These extracts from that report show that the statesmen of Great
Britain did not entertain the liberal notions of trade and
navigation which then prevailed in the United States. They were
brought up under an opposite policy, which had long prevailed --
probably very proper at first, as a war measure, to break up the
carrying trade of the Dutch, the great rival of Great Britain; but
it had become with most of her writers and public men a fixed
principle of the protection which each nation should give to its
trade and navigation against the competition of other nations. We
do not intend to enter upon that discussion. But in confirmation of
those differences of opinion concerning trade and navigation which
at that time existed between American and British statesmen, we
refer to Lord Sheffield's contemporary strictures on the necessity
of inviolably
Page 51 U. S. 166
preserving the navigation and colonial system of Great
Britain.
Pursuing the point, however, that the stand originally taken by
the United States has contributed to the present extended
reciprocity of navigation between nations, we remark that the
example of England towards the United States had directed the
commercial policy of all the other nations of Europe with which the
United States then traded. The utmost that could be gained from
France, Spain, Portugal, the Netherlands, Denmark, and Sweden was
that our commerce with them should be put upon the footing of the
most favored nation. That, however, was very short of what the
United States had proposed to Great Britain and the other nations
just mentioned.
Those nations, yielding to the commercial supremacy of Great
Britain, had not then made an effort to release themselves from it.
Nor were they in a condition to do so. In three years afterwards,
the intelligence and enterprise of the United States, unsubdued by
past failures, induced them to renew their efforts to gain a more
extended trade and navigation. Mr. Jefferson, then Secretary of
State, made a report to Congress upon the subject. It has the
ability of every paper written by him in his long political career.
Mr. Forsyth says that it suggested,
"First, friendly arrangements with the several nations with whom
the restrictions existed, or separate acts of our legislation to
counteract these defects. The end proposed to be attained by the
first would have been a free commerce of exchange between the
different nations in those descriptions of commodities which nature
had best fitted each to produce, subject to such modifications as
purposes of revenue might render necessary, and it was supposed
that its operation would be an exchange of the raw materials then
produced in the United States, either for manufactures which had
received the last finish of art and industry or mere luxuries.

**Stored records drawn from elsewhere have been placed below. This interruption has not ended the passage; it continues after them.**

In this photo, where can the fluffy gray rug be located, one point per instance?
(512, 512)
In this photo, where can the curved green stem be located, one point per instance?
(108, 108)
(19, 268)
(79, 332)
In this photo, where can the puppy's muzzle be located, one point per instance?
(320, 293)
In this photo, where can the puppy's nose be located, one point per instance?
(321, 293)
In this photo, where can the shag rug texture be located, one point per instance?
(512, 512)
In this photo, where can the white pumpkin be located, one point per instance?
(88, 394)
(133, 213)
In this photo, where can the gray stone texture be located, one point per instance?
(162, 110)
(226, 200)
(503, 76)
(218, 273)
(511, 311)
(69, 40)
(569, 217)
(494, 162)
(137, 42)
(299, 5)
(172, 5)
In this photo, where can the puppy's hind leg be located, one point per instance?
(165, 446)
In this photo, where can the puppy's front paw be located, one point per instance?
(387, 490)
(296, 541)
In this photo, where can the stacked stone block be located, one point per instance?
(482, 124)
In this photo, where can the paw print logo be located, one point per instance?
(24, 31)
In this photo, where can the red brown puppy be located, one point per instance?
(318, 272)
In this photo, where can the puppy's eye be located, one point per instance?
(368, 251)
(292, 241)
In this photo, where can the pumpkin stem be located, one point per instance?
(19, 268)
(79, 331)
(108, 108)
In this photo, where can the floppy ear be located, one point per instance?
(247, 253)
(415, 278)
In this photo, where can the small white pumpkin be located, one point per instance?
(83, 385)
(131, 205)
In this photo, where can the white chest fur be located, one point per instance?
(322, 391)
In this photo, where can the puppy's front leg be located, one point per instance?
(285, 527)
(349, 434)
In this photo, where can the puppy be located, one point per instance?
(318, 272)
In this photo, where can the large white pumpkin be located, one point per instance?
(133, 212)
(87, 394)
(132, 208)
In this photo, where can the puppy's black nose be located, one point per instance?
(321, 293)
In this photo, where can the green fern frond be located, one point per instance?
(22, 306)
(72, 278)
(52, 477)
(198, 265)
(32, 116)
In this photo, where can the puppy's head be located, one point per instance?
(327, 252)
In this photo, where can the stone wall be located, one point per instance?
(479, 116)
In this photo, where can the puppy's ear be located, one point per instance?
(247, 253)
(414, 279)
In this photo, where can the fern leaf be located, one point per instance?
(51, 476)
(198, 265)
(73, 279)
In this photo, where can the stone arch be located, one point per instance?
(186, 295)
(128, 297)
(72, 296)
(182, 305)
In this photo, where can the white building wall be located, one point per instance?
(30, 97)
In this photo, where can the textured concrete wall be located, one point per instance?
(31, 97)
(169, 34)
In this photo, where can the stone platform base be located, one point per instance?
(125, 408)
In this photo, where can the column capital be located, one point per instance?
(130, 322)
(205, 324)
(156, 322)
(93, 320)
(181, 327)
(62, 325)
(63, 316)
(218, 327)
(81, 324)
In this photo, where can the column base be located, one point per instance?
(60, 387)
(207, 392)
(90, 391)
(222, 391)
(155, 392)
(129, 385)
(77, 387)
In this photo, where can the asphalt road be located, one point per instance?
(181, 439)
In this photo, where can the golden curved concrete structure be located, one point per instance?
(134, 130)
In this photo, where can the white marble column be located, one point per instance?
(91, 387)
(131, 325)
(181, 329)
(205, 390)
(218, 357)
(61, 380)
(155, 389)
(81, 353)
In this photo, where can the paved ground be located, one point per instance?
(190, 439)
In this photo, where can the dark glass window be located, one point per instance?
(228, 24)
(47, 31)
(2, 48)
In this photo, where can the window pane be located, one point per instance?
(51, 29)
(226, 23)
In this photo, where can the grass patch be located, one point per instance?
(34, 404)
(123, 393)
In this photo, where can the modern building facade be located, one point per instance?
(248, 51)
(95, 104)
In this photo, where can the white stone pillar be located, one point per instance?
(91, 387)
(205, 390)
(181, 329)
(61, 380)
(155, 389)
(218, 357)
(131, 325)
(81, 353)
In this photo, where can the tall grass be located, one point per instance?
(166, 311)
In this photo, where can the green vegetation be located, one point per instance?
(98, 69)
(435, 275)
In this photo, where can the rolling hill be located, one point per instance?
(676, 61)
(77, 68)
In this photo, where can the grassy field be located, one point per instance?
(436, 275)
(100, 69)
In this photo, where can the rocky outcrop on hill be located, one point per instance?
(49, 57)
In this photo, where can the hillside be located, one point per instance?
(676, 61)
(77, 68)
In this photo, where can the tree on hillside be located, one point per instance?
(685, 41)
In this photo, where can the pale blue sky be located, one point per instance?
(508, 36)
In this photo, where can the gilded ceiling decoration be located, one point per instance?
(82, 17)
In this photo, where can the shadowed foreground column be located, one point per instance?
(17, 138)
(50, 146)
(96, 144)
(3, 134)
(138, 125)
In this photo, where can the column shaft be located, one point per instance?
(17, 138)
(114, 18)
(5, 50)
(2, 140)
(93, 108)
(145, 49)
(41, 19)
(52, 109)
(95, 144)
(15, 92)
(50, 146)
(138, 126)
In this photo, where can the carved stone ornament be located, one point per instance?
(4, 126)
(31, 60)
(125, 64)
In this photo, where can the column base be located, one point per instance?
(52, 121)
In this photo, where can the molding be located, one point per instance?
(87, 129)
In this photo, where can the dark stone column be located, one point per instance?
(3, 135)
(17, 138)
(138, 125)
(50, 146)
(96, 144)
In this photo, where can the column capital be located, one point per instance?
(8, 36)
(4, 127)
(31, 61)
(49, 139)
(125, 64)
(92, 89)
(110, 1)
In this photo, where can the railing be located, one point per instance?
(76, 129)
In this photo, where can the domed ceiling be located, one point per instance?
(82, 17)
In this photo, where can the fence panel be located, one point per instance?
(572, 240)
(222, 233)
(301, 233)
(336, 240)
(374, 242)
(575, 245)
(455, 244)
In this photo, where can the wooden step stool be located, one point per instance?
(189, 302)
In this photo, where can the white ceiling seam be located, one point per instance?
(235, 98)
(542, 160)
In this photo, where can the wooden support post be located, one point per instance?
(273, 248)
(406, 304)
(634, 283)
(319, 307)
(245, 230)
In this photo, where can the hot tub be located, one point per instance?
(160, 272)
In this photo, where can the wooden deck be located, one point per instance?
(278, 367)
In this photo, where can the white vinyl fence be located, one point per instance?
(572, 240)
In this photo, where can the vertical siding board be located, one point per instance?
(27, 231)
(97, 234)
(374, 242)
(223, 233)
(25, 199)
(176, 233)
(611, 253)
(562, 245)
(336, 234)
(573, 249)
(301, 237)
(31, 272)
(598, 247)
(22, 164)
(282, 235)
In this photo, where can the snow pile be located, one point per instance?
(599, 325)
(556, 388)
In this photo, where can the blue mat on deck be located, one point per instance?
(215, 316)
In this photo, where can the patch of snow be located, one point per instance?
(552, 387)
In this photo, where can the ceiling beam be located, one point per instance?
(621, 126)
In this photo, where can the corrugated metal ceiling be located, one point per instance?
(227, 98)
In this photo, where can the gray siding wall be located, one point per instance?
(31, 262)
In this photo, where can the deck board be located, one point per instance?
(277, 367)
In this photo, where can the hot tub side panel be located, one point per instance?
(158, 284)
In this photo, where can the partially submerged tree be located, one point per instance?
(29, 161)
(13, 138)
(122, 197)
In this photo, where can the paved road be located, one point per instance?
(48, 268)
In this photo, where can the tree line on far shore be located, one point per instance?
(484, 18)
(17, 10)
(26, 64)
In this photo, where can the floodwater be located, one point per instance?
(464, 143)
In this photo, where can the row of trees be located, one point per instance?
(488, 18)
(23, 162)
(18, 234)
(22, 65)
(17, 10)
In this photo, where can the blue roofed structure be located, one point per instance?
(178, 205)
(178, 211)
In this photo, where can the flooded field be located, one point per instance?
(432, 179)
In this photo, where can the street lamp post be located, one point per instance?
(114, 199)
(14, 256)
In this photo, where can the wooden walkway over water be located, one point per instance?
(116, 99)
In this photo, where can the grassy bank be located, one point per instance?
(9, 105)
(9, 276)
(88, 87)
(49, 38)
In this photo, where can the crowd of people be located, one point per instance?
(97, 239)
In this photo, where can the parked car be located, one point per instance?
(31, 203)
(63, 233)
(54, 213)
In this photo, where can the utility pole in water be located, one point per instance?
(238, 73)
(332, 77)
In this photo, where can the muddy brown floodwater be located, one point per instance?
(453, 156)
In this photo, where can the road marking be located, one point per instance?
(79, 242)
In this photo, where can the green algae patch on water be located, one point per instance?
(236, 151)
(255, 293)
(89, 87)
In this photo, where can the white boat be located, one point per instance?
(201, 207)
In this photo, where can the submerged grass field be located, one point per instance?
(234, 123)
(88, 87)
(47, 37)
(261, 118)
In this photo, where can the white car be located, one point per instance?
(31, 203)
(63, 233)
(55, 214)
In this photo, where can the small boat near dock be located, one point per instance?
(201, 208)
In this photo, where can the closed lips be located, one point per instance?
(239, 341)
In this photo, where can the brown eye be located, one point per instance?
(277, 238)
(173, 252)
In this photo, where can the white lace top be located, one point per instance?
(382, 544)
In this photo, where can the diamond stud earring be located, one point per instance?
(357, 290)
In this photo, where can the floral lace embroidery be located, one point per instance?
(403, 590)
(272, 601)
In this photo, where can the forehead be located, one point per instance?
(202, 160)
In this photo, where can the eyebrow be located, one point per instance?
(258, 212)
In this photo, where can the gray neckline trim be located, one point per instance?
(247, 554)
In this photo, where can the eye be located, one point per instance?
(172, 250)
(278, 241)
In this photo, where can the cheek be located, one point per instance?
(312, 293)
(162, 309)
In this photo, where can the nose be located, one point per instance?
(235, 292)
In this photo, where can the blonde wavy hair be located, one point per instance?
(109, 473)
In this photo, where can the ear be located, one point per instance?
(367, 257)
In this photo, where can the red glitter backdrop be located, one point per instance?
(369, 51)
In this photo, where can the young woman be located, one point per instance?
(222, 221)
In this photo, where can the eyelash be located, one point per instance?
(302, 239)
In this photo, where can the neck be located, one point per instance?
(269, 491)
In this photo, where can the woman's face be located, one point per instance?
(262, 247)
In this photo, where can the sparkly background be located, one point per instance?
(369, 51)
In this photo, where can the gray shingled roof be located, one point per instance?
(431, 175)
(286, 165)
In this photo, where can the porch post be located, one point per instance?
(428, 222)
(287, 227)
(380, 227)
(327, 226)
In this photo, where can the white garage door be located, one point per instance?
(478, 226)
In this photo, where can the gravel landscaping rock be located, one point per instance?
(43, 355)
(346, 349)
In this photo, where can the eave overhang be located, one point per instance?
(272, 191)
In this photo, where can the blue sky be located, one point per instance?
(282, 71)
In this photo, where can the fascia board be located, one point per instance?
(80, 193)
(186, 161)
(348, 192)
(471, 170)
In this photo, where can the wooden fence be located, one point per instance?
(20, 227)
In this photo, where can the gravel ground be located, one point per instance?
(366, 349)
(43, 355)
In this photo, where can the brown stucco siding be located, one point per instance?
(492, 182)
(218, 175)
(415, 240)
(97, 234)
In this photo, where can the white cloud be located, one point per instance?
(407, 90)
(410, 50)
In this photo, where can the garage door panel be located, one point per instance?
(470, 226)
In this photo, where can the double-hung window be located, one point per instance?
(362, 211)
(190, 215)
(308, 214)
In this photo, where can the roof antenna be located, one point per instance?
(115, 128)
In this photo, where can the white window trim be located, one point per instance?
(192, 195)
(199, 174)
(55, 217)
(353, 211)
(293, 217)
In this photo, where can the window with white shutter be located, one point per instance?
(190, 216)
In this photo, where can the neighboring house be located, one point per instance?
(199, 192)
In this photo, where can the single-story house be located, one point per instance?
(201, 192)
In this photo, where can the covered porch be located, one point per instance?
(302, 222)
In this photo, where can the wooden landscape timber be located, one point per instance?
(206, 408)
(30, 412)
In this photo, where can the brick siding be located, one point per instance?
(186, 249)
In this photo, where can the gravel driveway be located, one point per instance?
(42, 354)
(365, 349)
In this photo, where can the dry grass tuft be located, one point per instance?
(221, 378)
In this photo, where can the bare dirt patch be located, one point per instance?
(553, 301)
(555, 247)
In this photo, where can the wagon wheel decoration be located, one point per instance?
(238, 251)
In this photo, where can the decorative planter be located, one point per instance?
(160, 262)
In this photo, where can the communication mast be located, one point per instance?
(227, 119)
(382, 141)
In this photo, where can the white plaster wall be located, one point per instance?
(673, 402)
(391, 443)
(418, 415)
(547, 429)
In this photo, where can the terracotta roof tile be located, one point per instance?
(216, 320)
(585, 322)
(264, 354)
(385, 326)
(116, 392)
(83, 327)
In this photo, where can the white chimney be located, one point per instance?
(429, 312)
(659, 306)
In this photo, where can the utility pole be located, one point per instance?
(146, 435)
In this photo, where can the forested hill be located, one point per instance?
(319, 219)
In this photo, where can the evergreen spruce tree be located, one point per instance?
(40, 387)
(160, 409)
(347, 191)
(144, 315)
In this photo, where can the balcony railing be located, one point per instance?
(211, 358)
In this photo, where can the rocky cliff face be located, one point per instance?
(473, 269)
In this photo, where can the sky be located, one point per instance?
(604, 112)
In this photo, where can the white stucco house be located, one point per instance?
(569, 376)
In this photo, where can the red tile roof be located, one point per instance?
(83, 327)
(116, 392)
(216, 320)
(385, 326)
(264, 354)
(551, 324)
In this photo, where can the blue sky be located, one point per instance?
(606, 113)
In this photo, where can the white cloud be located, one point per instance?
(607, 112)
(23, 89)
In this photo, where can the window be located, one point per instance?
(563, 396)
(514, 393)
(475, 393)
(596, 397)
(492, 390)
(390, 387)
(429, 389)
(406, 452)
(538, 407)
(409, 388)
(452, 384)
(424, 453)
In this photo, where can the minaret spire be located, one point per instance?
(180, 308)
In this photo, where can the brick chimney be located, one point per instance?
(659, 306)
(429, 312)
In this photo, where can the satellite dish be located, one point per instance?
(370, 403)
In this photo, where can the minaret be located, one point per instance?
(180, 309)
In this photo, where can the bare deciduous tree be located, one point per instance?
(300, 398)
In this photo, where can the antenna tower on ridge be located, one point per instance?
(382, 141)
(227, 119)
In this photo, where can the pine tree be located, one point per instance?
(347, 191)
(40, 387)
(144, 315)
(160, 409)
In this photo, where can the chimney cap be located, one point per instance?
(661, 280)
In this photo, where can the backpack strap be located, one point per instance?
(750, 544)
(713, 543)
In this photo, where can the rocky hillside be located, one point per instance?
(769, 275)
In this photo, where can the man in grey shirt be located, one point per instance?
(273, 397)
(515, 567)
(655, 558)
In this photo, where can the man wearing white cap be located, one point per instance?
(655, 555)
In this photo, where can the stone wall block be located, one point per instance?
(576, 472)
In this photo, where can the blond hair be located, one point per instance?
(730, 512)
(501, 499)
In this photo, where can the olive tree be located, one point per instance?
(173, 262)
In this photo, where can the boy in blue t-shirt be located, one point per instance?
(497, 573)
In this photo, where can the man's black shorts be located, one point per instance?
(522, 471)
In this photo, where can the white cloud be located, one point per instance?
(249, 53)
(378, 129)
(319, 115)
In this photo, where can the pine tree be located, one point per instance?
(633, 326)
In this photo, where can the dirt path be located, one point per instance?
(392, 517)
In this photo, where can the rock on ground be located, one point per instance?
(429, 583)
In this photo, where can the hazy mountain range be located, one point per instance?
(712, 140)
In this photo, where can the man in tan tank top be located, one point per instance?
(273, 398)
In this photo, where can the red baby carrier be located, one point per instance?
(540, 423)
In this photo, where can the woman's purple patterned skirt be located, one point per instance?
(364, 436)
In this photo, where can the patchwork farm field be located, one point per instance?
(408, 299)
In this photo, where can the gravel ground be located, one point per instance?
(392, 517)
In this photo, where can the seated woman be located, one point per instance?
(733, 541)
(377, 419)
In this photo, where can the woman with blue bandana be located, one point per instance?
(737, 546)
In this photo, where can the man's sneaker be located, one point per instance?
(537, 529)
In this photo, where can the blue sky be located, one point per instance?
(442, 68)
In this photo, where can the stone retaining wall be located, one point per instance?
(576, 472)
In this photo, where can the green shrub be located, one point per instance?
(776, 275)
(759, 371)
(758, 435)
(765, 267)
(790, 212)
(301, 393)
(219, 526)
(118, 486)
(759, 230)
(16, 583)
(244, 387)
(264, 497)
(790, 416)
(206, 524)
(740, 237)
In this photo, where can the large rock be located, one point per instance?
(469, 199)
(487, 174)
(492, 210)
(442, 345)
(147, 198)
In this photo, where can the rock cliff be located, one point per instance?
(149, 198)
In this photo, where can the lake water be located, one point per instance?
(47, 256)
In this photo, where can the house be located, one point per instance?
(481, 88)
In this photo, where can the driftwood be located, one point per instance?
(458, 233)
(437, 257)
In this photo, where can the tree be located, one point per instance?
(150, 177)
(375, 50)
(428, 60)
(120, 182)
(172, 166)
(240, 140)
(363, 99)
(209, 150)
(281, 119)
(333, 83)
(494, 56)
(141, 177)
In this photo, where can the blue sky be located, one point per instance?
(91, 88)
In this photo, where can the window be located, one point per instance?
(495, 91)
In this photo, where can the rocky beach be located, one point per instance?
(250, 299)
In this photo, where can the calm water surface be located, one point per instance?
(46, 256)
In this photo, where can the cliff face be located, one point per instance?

Failing this, the alternative of statutory prohibitions and
countervailing duties and regulations was to be applied."
Report of the Secretary of State to the Senate, 30 December,
1839. Upon the earlier state papers and newspaper essays already
mentioned -- the report of Mr. Jefferson, another by Mr. Hamilton
which preceded it, and the proposals of Mr. Adams in 1785 -- we
rest our assertion that the United States were in advance of other
nations in respect to the principles by which commerce and
navigation should be conducted between nations. The refusal of
Great Britain to meet our proposals in a corresponding spirit
proves it. From what has been said it must be admitted also that
from the beginning, the countervailing commercial legislation of
the United States has been strictly
Page 51 U. S. 167
retaliatory. If further proof of either were wanting, it may be
found in the correspondence of Mr. Jay, connected with his
negotiation of the treaty of 1794 with Great Britain, and in the
treaty itself. As all of us know, the restrictions which were put
upon our commerce by that treaty were offensive to the pride as
well as the interests of the American people. But being the utmost
that England would yield at that time of her own long established
system, it was thought that the exigencies of our commercial
condition required its ratification. Results proved it to be so. It
did not reciprocate in any way the liberal views of commerce which
had been indulged in the United States. But we now know that it was
the most that could be got, and history not only relieves Mr. Jay
from the complaints of that day but places his memory far above
them.
Notwithstanding the failure of every effort to place our
navigation and commerce upon a better footing, nothing was done
legislatively by the United States from which it can be said that
there was any departure from the liberal policy which had been
proposed to other nations. The natural advantages of the United
States, the value of our productions, and the wars in Europe aiding
the consumption of them were constantly overcoming foreign
exclusions, and kept us forbearing, if not always in good temper.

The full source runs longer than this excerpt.